Rekordnationalspieler Lothar Matthäus hat sich nach dem 2:1-Sieg der deutschen Nationalmannschaft gegen die Elfenbeinküste klar für Torjäger Deniz Undav in der Startelf ausgesprochen. „Ich glaube schon, dass man Undav jetzt von Anfang an bringen müsste – was die Leistung betrifft, was die Quote betrifft“, schrieb der Weltmeister von 1990 in einer Kolumne bei Sky. Undav hatte die Partie am Samstag in Toronto mit zwei Toren in der Schlussphase gedreht und damit erneut seine Joker-Qualitäten unter Beweis gestellt.

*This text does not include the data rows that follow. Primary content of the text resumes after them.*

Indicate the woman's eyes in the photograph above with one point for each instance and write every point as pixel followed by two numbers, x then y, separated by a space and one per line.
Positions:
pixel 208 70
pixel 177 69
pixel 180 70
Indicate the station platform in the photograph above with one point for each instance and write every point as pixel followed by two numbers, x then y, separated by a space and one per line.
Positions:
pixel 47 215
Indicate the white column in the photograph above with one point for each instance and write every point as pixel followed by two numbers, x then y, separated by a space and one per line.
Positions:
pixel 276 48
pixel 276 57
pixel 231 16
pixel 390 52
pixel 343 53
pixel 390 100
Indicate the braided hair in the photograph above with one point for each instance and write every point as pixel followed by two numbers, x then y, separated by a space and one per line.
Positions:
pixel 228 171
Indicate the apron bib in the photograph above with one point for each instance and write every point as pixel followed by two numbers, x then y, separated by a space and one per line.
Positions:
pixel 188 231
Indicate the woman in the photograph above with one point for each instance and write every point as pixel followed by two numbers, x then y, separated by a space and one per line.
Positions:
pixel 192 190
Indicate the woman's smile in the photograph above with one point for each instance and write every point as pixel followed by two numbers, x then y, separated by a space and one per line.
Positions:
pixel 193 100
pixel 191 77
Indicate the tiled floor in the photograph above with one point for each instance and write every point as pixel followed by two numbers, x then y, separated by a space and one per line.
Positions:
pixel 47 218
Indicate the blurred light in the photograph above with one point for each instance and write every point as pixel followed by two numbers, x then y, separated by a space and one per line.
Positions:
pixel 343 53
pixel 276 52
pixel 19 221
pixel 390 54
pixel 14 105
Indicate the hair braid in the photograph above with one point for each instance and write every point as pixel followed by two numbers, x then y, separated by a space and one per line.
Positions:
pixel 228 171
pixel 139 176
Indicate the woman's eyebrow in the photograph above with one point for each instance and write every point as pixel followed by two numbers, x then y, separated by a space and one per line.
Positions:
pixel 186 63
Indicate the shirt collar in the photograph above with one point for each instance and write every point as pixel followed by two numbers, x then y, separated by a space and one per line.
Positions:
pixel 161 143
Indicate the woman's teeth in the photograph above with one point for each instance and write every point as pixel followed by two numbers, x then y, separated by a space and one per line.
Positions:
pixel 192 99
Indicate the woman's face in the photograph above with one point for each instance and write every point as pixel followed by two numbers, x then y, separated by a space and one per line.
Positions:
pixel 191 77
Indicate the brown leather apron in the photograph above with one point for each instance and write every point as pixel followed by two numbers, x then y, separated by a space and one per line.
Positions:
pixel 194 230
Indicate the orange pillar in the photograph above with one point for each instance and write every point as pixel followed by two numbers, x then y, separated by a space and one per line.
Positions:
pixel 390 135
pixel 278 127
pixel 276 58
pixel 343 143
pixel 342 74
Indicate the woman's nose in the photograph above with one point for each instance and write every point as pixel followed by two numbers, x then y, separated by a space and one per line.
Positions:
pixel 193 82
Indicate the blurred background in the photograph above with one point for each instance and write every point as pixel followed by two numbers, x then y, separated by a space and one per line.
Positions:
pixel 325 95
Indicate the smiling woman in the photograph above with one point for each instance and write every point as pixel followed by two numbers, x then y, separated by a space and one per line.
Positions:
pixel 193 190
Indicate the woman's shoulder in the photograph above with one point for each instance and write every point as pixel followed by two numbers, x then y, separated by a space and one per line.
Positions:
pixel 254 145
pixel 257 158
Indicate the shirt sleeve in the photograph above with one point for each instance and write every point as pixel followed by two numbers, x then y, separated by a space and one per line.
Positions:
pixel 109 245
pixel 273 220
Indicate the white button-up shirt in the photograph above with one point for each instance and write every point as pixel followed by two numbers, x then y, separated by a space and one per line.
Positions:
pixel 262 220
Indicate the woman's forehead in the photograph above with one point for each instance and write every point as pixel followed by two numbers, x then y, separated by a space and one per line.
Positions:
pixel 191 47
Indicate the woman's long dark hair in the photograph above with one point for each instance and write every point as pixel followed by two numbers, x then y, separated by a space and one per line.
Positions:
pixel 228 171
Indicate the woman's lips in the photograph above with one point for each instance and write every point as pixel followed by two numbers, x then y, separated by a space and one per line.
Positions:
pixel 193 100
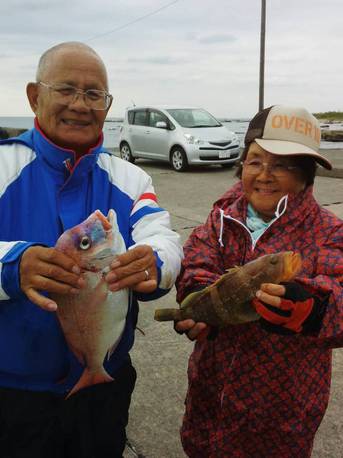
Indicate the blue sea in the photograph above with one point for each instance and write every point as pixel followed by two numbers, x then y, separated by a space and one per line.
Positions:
pixel 112 126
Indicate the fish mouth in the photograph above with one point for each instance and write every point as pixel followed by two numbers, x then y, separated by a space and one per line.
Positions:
pixel 292 265
pixel 105 222
pixel 98 261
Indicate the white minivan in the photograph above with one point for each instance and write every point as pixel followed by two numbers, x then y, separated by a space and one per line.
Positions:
pixel 181 136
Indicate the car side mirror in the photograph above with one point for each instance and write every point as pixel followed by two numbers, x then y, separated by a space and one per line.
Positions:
pixel 161 125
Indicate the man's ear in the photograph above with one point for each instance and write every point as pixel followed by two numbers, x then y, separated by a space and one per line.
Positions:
pixel 32 95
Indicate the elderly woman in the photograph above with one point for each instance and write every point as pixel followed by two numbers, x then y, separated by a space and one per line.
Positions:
pixel 261 389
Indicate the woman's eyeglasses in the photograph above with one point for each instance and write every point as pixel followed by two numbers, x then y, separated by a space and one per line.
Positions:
pixel 277 169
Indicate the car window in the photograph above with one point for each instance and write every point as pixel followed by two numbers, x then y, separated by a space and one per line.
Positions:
pixel 188 117
pixel 140 118
pixel 156 116
pixel 130 116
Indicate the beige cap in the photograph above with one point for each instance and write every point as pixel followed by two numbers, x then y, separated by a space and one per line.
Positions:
pixel 289 131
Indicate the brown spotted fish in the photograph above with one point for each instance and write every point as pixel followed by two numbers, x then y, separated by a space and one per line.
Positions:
pixel 228 300
pixel 94 319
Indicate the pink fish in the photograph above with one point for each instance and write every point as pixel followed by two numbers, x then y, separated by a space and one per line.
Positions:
pixel 93 320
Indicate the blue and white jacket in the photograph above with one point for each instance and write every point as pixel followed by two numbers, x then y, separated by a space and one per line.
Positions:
pixel 43 192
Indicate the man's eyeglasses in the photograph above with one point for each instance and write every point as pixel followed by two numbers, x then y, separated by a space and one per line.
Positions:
pixel 93 98
pixel 277 169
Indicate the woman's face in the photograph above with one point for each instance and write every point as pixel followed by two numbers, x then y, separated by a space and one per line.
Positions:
pixel 267 178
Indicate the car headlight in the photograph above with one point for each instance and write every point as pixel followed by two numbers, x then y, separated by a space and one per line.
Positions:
pixel 191 140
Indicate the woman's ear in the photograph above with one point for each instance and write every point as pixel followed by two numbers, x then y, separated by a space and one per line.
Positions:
pixel 32 94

Matthäus lobt Moral und Joker-Qualitäten
Der 65-jährige Matthäus betonte, dass Undav keinesfalls nur die Rolle des Einwechselspielers anstrebe: „Undav will natürlich kein Joker sein. Das will keiner. Jeder Spieler sieht es im Endeffekt als sein Ziel an, sich dem Trainer anzubieten. Und das hat Undav gemacht.“ Auch die weiteren Einwechselspieler erhielten Lob: „Das hat alles funktioniert und das ist eine tolle Erkenntnis für den Trainer.“ Ex-Bundestrainer Berti Vogts pflichtete in seiner Kolumne für die „Rheinische Post“ bei und hob die Moral des DFB-Teams hervor. „Trotz des 0:1-Rückstands hatte ich keine Bedenken, dass es noch einen deutschen Sieg gibt“, so Vogts. Das Gegentor sei sogar ein Weckruf gewesen: „Es war spürbar, dass das Gegentor die Spieler bei der Ehre gepackt hat.“
Vorrundenabschluss gegen Ecuador
Matthäus rechnet für das letzte Gruppenspiel am Donnerstag in East Rutherford gegen Ecuador mit Veränderungen in der Startaufstellung, warnte jedoch vor zu vielen Umstellungen. „Die Mannschaft wird dieses letzte Gruppenspiel auch gewinnen wollen – alleine, um die Atmosphäre hochzuhalten, die Spannung hochzuhalten“, erklärte er. „Man sollte einen Rhythmus und Kern beibehalten. Es warten nur noch Hochkaräter.“ Emotional sei der Erfolg gegen die Ivorer „ganz wichtig“ gewesen, „nicht nur für die Mannschaft, sondern auch für das Land Deutschland. Für die Fußball-Stimmung ist ein dramatischer Last-Minute-Sieg gegen die Elfenbeinküste vielleicht besser als ein klares 3:0.“
Undavs beeindruckende WM-Bilanz
Der Stürmer des VfB Stuttgart hat nach den ersten beiden deutschen Spielen bei der XXL-WM in den USA, Kanada und Mexiko nun drei Tore und zwei Vorlagen auf dem Konto. Das Team von Bundestrainer Julian Nagelsmann hat Platz eins in der Gruppe E bereits sicher. Gegen Ecuador geht es nun um den Gruppensieg und die weitere Stimmung vor der K.o.-Phase.